Al Sayed said that they had allocated 29 veterinary doctors to work in public abattoirs and ensure that only healthy animals are slaughtered, and that the slaughter is done in a safe way and without undue delays.
He said the veterinary doctors would check the animals before they enter the abattoirs, and after slaughter they will check to ensure that the meat is fit for human consumption.
He said it was normal for the authorities to intensify inspection of food outlets ahead of occasions like Eid Al Adha, Eid Al Fitr and Ramadan, and that the inspectors would visit all kinds of food outlets, especially shopping malls and supermarkets, and check all foods, especially meat.
The inspection teams would also visit shops selling sweets, chocolates, nuts and baked items, restaurants and fruit and vegetable shops.

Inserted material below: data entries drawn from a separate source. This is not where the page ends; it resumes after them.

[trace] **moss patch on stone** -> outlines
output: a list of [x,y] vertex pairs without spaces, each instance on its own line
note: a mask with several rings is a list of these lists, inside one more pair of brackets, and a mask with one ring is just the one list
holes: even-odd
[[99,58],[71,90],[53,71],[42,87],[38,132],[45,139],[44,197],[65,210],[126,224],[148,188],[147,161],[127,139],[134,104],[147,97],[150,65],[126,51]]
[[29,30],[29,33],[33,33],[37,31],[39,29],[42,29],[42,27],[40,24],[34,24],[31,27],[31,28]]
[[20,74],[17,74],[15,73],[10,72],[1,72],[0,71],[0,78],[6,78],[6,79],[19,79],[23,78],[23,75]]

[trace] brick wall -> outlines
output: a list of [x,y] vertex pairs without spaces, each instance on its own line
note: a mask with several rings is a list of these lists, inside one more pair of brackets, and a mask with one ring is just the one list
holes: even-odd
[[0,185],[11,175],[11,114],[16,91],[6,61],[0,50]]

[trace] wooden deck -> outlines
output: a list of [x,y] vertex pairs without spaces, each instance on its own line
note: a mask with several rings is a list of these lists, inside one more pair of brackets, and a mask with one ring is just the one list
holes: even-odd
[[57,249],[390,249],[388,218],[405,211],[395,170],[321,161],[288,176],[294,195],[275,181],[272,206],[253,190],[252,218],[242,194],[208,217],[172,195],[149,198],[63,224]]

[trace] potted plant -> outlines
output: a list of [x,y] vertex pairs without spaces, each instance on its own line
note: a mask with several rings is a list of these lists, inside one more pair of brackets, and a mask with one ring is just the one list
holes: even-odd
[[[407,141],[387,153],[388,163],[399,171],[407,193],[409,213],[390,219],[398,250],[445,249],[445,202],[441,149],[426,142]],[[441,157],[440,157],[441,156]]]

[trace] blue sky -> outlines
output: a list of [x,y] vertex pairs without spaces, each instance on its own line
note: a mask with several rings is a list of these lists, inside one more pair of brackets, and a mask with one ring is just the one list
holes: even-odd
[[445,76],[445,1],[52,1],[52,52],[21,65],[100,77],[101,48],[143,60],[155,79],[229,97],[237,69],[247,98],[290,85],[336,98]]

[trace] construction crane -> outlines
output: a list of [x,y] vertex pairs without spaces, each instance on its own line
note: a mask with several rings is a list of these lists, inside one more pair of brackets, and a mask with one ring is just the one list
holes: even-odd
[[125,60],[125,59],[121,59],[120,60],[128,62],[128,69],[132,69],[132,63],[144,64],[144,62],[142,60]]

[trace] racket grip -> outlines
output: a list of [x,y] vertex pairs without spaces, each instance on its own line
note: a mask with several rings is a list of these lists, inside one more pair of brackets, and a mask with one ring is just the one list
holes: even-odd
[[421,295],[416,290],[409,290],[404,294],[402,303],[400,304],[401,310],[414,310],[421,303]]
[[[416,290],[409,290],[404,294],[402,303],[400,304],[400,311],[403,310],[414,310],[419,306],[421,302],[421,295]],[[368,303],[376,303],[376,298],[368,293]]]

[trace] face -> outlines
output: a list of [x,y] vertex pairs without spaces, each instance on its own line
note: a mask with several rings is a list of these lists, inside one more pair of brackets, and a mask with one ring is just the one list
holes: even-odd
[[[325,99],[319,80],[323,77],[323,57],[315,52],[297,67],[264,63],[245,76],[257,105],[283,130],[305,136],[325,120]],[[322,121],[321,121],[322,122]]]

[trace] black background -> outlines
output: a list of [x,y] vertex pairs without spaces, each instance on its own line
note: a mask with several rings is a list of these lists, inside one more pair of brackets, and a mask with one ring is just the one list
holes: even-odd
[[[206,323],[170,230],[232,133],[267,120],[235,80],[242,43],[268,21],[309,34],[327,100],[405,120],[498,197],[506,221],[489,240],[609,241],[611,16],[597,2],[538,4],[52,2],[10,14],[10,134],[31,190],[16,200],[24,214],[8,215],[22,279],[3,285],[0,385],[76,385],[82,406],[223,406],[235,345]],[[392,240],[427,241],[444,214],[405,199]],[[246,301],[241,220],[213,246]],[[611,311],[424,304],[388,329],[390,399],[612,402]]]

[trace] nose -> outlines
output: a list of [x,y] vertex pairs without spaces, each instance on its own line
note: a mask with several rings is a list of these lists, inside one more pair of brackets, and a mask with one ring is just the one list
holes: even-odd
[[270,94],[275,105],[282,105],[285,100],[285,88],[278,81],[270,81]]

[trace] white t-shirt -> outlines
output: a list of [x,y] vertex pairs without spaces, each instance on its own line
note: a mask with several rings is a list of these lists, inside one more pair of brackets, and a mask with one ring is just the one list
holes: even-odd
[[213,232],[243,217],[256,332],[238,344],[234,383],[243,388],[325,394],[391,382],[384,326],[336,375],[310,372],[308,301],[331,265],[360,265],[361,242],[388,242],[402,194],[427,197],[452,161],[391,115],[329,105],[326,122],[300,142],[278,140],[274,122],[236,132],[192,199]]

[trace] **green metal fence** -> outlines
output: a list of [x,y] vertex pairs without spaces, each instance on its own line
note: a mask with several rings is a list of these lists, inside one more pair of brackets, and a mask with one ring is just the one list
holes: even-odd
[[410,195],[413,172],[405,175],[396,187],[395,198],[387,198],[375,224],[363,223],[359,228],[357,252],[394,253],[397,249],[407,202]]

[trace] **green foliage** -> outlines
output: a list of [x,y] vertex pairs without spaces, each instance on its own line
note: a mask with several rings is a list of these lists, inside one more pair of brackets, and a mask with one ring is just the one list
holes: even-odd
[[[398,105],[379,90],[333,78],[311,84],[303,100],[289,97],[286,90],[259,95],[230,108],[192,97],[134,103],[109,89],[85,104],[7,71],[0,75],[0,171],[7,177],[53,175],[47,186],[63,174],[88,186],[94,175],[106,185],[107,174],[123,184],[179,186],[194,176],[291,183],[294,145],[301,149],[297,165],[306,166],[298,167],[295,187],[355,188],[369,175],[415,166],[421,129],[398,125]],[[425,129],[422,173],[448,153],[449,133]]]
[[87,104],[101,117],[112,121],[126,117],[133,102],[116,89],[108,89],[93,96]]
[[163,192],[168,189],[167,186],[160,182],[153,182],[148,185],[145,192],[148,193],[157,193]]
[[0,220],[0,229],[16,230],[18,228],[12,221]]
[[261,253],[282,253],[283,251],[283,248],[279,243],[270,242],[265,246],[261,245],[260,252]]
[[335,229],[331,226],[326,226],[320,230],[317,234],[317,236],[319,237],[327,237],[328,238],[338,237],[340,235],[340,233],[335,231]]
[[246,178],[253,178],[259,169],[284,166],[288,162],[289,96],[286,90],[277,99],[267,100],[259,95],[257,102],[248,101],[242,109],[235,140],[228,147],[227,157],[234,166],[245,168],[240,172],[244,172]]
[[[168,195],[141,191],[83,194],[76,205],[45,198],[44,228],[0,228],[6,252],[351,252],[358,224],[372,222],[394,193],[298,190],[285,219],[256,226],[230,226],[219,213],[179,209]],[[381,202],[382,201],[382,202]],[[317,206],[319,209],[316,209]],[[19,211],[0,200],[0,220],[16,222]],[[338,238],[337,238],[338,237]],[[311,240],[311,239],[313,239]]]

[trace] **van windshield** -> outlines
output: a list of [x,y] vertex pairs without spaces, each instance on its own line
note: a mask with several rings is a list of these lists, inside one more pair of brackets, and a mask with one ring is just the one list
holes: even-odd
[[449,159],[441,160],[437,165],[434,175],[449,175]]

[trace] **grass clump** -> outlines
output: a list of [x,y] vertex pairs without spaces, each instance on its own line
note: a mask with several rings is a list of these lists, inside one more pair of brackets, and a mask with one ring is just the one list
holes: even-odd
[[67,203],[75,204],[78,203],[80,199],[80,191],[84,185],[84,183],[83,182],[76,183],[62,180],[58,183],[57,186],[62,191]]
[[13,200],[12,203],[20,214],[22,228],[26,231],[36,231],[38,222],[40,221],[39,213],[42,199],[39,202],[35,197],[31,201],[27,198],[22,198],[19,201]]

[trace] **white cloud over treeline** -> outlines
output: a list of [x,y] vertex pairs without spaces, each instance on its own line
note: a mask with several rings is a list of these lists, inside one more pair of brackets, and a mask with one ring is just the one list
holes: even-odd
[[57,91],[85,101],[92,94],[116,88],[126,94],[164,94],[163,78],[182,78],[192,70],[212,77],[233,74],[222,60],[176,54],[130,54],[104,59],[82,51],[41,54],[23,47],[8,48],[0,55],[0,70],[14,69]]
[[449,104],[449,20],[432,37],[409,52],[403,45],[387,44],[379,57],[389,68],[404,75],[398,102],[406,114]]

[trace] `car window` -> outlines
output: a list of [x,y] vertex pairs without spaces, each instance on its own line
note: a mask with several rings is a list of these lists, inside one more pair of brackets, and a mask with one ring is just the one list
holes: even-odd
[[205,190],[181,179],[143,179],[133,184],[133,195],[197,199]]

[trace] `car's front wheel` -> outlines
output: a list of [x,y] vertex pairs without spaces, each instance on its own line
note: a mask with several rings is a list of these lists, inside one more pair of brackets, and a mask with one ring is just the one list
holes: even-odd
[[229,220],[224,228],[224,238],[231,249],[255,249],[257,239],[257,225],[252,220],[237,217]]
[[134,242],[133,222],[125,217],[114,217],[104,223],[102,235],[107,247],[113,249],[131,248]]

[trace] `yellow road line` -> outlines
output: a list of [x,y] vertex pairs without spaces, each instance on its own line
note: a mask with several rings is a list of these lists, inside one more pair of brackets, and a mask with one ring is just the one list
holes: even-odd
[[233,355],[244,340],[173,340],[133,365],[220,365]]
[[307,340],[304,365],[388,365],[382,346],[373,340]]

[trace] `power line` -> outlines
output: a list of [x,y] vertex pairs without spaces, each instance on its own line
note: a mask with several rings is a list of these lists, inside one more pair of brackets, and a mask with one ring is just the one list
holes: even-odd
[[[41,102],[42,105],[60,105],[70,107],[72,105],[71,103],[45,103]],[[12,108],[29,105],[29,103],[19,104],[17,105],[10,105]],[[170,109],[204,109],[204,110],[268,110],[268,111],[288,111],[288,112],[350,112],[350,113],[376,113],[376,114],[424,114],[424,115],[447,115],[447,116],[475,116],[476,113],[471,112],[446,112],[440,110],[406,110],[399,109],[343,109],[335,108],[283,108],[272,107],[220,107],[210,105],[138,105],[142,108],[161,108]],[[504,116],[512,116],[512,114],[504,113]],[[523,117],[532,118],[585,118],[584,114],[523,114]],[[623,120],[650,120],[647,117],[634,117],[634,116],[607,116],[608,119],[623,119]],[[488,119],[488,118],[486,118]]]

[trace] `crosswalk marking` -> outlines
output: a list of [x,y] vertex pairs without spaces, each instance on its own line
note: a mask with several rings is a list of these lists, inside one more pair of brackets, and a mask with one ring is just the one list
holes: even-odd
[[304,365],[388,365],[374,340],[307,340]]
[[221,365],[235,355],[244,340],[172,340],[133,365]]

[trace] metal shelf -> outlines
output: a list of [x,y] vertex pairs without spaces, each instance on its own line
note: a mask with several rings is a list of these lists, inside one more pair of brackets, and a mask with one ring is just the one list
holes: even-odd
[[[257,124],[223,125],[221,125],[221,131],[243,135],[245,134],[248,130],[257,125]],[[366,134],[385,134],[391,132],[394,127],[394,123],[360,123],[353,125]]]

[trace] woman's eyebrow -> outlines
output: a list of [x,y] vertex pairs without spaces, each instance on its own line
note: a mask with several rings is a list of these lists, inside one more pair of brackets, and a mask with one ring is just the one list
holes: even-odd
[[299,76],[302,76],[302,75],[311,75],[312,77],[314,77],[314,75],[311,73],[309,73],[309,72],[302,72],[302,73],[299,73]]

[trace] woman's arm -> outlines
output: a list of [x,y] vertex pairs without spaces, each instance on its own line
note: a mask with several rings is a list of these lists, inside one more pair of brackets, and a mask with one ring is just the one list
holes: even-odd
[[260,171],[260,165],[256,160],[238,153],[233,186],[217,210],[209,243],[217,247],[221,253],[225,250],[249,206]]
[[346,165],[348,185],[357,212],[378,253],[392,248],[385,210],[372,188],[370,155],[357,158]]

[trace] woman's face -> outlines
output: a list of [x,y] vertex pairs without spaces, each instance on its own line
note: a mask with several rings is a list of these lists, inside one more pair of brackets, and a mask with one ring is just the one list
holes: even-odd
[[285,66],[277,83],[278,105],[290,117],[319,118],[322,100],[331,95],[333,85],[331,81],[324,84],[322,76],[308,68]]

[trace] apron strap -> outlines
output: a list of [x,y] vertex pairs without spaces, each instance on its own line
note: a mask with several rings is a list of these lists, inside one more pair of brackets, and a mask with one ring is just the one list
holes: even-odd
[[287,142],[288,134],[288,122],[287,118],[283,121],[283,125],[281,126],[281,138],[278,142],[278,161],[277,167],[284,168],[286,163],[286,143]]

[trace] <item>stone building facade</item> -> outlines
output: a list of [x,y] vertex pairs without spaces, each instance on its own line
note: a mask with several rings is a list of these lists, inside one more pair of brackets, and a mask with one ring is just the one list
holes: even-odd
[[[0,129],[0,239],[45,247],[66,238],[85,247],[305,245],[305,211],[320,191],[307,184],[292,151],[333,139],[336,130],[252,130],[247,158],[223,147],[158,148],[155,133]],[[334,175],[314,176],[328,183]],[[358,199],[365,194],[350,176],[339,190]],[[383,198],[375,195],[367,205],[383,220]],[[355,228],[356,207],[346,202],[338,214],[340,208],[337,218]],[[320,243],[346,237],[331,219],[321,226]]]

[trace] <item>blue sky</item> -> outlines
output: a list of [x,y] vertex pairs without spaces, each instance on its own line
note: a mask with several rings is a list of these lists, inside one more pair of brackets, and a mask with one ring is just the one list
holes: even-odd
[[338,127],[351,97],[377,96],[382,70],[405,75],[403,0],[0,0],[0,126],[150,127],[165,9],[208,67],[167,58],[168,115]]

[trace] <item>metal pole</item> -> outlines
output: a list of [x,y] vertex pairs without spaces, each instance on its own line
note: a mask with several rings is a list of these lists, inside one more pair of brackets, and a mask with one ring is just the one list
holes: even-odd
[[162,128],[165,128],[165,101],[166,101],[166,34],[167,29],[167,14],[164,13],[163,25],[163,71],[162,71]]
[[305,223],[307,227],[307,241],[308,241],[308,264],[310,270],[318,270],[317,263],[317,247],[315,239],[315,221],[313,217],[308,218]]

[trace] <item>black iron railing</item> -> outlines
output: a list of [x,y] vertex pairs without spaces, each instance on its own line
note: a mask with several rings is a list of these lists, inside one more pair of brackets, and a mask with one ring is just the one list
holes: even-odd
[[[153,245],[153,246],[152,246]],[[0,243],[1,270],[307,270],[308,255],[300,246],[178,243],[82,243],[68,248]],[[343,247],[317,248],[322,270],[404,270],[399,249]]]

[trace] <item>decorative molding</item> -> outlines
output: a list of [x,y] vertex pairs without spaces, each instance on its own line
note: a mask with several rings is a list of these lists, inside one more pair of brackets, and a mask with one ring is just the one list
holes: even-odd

The inspections will also cover other establishments that have a bearing on public health, like beauty salons, barber shops and laundries.
Al Sayed said Law No. 17 of 2005 gives inspectors the right to search places of sale and display, storage, transportation, manufacturing, production and trading of food items, and to monitor the implementation of laws and regulations related to food safety. It also allows them to take legal measures against those caught violating the rules.
Municipal inspectors will also be receiving complaints round the clock, and a team of inspectors would be dispatched to investigate all complaints.
Al Rayyan municipality has announced that it is stepping up monitoring of shops selling sweets, restaurants and kitchens ahead of Eid Al Adha.
The municipality is collecting samples from shops selling poultry, fish and meat and sending them to the central laboratory of the Supreme Council of Health to make sure that all products in the market conform to health rules.